PUSAN, South Korea, Nov 15 (Reuters): Pacific Rim nations representing almost half of world trade took a swipe today at Europe's reluctance to open its markets to farm goods, the main stumbling block ahead of December's talks on a free trade pact.
The 21 leaders of the Asia-Pacific Economic Cooperation (APEC) meeting in South Korea now look set at the end of this week to issue what one official described as a "short, sharp statement urging the European Union to move on market access".
The group, which includes heavyweights of world trade from the United States and Australia to China and Japan, hopes its call will energise World Trade Organisation talks in Hong Kong next month.
"We want to see progress on agriculture," Australian Foreign Minister Alexander Downer told reporters after a meeting of APEC ministers in the port city of Pusan to hammer out the wording of the leaders' statement.

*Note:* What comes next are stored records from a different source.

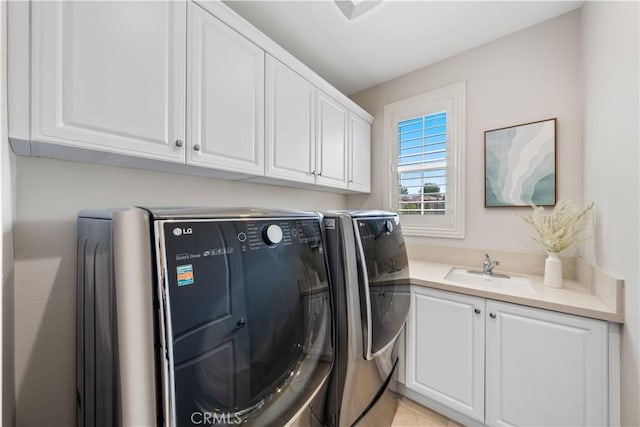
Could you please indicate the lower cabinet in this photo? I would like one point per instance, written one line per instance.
(505, 364)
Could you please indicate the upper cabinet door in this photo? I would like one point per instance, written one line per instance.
(225, 87)
(290, 124)
(359, 154)
(109, 76)
(331, 139)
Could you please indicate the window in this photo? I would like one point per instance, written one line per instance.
(422, 165)
(424, 152)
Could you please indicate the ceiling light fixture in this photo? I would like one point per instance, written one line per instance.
(354, 8)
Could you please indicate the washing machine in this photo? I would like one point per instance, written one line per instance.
(199, 316)
(369, 272)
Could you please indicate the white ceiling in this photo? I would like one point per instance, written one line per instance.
(393, 38)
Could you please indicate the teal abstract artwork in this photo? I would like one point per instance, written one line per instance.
(520, 165)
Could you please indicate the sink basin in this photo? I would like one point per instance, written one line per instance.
(497, 282)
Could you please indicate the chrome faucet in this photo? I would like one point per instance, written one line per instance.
(488, 265)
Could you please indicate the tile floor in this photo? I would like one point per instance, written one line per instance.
(411, 414)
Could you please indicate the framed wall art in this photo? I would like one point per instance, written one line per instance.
(520, 165)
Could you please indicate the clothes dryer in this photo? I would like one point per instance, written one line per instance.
(202, 317)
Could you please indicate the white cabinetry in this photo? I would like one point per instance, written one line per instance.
(225, 87)
(331, 137)
(545, 368)
(290, 124)
(141, 84)
(109, 76)
(359, 154)
(445, 349)
(525, 365)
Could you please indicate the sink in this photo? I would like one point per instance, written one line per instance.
(495, 282)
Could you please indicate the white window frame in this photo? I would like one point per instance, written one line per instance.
(452, 100)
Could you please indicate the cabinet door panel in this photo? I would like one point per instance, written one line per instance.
(290, 124)
(445, 350)
(359, 155)
(226, 96)
(110, 76)
(545, 368)
(331, 128)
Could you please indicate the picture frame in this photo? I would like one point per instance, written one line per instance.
(520, 165)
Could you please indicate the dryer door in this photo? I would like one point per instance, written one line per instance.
(249, 320)
(383, 275)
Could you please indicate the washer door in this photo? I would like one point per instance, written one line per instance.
(248, 315)
(383, 276)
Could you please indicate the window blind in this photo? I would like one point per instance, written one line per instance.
(422, 165)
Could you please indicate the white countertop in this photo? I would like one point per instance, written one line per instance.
(572, 299)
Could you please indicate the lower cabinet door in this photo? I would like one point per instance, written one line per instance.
(545, 368)
(445, 349)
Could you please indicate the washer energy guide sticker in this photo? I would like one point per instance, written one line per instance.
(185, 275)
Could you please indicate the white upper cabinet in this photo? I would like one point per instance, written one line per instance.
(359, 154)
(445, 349)
(142, 83)
(545, 368)
(109, 76)
(290, 124)
(225, 88)
(331, 142)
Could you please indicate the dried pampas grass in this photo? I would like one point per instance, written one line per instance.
(564, 227)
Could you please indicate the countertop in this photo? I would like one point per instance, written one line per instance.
(574, 298)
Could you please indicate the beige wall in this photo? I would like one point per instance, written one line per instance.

It is far from clear that pressure from APEC will make a difference to the trade negotiations.
For one, the group is seen as more of an economic talking shop than a driving force on global issues, and two of its key members-Japan and South Korea-themselves give massive support to their politically influential rice farmers.
The World Trade Organisation's 148 member states had been aiming to agree on an outline plan at the Dec 13-18 Hong Kong talks, with a view to wrapping up the pact by the end of 2006.
But wrangling with the EU over access for agricultural goods has raised the spectre of two earlier failures-Seattle in 1999 and Cancun in 2003 -- that set back the cause of free trade.